Seattle QB Russell Wilson – There was no one anywhere who imagined Wilson to have the kind of breakout season he had, mostly because few imagined him as the Seahawks’ starting quarterback. They had bought Matt Flynn in free agency and it was all but certain that he would get the job.
Then Flynn hurt his elbow, Wilson won the job and the Seahawks became one of the biggest team surprises in the league, sitting at 9-5, in control of a wild-card spot, and nipping at the San Francisco 49ers’ heels. Wilson, meanwhile, has been a model of efficiency, completing 62.9 percent of his passes for a pedestrian 2,697 yards so far.
Less pedestrian are his 21 touchdowns against only 9 interceptions – an impressive ratio for a rookie who was never supposed to start.
Green Bay WR Randall Cobb – Everybody knew that Cobb had speed and breakaway ability, but on a team with Donald Driver, Greg Jennings and Jordy Nelson, he figured to be a nice fourth option in the passing game – maybe even fifth behind tight end Jermichael Finley.

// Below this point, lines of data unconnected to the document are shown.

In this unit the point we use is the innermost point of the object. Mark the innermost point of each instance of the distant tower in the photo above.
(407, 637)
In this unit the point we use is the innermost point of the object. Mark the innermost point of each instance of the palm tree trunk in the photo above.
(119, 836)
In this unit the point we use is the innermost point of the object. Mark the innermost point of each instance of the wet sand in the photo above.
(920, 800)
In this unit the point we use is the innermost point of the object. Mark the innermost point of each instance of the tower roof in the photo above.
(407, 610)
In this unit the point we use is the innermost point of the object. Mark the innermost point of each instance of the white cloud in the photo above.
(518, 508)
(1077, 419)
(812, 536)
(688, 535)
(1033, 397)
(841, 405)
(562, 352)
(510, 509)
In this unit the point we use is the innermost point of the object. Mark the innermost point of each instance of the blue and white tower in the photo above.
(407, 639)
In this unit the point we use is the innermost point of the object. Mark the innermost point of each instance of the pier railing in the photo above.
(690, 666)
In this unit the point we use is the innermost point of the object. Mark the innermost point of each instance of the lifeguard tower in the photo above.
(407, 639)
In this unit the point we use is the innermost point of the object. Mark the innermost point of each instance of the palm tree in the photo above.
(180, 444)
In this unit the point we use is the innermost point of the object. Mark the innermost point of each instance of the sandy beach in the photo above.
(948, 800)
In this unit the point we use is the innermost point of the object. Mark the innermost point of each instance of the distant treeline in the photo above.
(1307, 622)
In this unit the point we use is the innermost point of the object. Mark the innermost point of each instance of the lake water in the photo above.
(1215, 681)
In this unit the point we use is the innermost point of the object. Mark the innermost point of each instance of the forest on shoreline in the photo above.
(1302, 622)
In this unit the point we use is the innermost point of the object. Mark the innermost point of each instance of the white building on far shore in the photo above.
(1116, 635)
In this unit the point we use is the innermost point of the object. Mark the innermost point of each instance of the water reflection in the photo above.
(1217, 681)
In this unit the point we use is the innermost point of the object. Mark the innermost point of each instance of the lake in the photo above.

Instead, thanks to an opportunity presented to him due to injuries by everyone ahead of him on the depth chart, Cobb was able to show he’s a true No. 1 receiver and not just a kick returner with offensive potential. His breakout season has included 77 catches, 892 yards and seven touchdowns so far. The Packers wouldn’t have expected much more from any of the other receivers had they been able to play in Cobb’s place.
Washington RB Alfred Morris – Two things were working against Morris when his rookie season began: The fact that he was buried on the depth chart, and Mike Shanahan’s penchant for playing musical running backs. But Shanahan saw something in Morris early in training camp and never looked back.
The result was the best season for a Redskins rookie running back ever. With two games still to go he’s at 1,322, nine touchdowns and a healthy 4.7 yards per carry. He’s as big of a reason as the more heralded Robert Griffin III for why the Redskins have revived their season and are sitting in first place in the NFC East. And some opponents believe he’s the bigger weapon in the Washington offense.
San Francisco LB Aldon Smith – Houston DE J.J. Watt got a ton of preseason publicity and a lot of early season hype after he recorded 9 ½ sacks in his first six games. Meanwhile, even though Smith was coming off a 14-sack season, he didn’t get nearly as much publicity – in part because with Patrick Willis on the 49ers, Smith wasn’t even considered the best linebacker on his own team.
That proved to be shortsighted because, after a slow start in which he had 4 ½ sacks in the first six games, he’s sitting at 19 ½ with two games to go – tied with Watt in their pursuit of Michael Strahan’s NFL record. Granted he’s been helped by one 5 ½ sack game against the Bears on Nov. 19, but he’s been a consistently disruptive force and has had 4 ½ sacks in the four games since that explosion against the Bears.
Tampa Bay RB Doug Martin – Maybe this should’ve been expected for a first-round pick, but he was no certainty to take the reins from LeGarrette Blount when he was drafted. But he did and has been a steady workhorse ever since. His coming out party, of course, was his 251-yard, four-touchdown performance against the Oakland Raiders that had fantasy football owners howling.
And while they haven’t all been like that, he does have four 100-yard games and 1,250 yards for a young and struggling team.